Johnson & Johnson and Pfizer are pushing back on politics when it comes to science. Both companies’ chief communication officers agreed on that and more in a Tuesday virtual discussion about pharma reputation.
Pfizer’s Sally Susman and J&J’s Micheal Sneed reiterated that key element in the pledge their companies made earlier this month, along with seven other COVID-19 vaccine makers.
Their jobs? Communicating science and safety even in the charged political environment that has developed around vaccine discovery.
“We are moving precisely at the speed of science and pushing back hard on politics,” Susman said during the Columbia Business School event. “Every time a politician of either political party starts talking about vaccine timing … the confidence numbers plummet. So we need to raise our own voices and try our best to silence those who are hurting the cause of science and truth.”
Sneed agreed: “Ditto to what Sally said, using all available means.”
Almost as if on cue, President Donald Trump mentioned both Pfizer and Johnson & Johnson’s vaccine projects during Tuesday night’s presidential debate with former Vice President Joe Biden.
Trump said, in response to Biden’s comment that he trusts scientists, “You don’t trust Johnson & Johnson and Pfizer?”
Social media seized on that comment and, much as Susman predicted, most responded with various versions of no, they don’t trust pharma.
One good news for drugmakers is that in general—outside of social media, perhaps—they are more trusted than ever these days. Another panelist Tuesday was Rob Jekeliek, managing director of The Harris Poll, whose recent surveys show pharma companies are among the more trusted sources of vaccine information, with 70% of people agreeing they’re trustworthy on the subject.
Pfizer focuses on another trusted group, family physicians and community healthcare providers, in one of its vaccine communications efforts, Sneed said. Because people turn to those providers first, Pfizer is working to make sure HCPs have the information they need to share.
While the panel discussion centered on COVID-19 and its impact on pharma reputation, the discussion touched on other issues accelerated by the pandemic.

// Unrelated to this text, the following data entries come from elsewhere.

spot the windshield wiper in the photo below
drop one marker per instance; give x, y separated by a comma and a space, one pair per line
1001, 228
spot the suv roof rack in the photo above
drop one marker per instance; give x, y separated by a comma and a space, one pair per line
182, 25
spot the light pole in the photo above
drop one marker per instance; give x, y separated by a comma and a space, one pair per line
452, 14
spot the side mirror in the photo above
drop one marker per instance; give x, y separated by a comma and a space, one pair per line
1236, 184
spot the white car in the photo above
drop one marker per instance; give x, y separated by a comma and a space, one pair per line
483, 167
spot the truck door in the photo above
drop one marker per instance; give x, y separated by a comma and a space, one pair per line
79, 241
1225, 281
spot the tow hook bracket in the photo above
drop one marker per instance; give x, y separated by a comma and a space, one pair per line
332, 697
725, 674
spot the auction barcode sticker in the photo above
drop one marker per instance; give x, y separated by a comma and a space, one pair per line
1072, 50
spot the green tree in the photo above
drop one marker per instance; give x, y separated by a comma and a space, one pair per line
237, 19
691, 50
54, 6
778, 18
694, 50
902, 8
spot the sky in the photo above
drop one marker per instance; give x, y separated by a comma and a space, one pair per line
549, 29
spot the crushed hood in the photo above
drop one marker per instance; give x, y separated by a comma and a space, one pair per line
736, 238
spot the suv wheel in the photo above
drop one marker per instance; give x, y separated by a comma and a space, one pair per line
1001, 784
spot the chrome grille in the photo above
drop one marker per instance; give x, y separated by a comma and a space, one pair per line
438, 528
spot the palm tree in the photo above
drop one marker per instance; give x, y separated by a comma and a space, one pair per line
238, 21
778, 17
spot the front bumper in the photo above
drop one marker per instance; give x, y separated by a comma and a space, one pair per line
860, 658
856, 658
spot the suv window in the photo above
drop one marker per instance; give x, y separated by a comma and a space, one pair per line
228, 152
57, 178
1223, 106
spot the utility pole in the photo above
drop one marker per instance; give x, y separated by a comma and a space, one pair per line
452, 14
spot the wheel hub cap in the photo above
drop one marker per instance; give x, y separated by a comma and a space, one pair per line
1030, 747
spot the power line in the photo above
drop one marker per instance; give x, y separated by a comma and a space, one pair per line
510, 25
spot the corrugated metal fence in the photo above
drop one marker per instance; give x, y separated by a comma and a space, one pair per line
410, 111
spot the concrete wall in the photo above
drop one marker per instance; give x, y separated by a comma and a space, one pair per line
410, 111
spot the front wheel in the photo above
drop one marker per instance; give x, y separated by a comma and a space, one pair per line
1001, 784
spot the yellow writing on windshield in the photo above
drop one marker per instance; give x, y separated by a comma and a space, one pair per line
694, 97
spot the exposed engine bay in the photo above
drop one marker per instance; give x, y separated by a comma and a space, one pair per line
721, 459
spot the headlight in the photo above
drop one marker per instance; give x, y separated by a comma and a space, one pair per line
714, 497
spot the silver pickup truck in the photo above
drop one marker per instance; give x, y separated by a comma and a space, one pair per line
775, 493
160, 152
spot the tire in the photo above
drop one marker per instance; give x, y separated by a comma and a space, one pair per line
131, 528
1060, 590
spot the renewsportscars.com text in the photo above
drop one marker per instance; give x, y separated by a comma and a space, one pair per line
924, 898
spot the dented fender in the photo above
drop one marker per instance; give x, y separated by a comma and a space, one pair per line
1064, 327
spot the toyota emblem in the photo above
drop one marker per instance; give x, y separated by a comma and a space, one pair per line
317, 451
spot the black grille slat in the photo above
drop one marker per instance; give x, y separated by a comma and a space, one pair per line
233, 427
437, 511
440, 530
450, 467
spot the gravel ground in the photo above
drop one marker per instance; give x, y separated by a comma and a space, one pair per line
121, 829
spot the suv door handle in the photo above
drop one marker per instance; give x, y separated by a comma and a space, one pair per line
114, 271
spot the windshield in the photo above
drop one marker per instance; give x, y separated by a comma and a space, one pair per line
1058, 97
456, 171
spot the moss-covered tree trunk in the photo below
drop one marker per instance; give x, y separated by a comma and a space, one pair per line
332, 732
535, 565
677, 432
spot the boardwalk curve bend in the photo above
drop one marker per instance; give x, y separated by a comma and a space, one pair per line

Those included racial health inequality, pharma collaborations, and shorter lead times for new therapies.
Even beyond vaccines, the pandemic is spurring pharma to become more diverse, transparent, collaborative and candid with all their stakeholders—and that can help solidify reputation gains and further increase trust, they said.
“Don’t wait for the day for when we’re going to go back to how we were,” Susman said. “Everything is moving forward. Greater transparency will be expected. And faster timelines—there’s no reason we can’t have these kinds of accelerated timelines in other circumstances.”
To those expectations, Sneed added working across industries and public health: “People have seen the value of greater collaboration and having real partners across the spectrum.”
Just don’t call it the “new normal.” Sneed pointed out what was “normal” for many people of color and others who are healthcare disadvantaged hasn’t been fair or healthy. His preferred phrase for the future is a “better normal.”
Pharma companies need to do their part by pushing for real action in clinical trial diversity and encouraging people of color to join the medical field, life sciences and pharma.
“There is no path to racial justice in America without justice in healthcare,” Sneed said.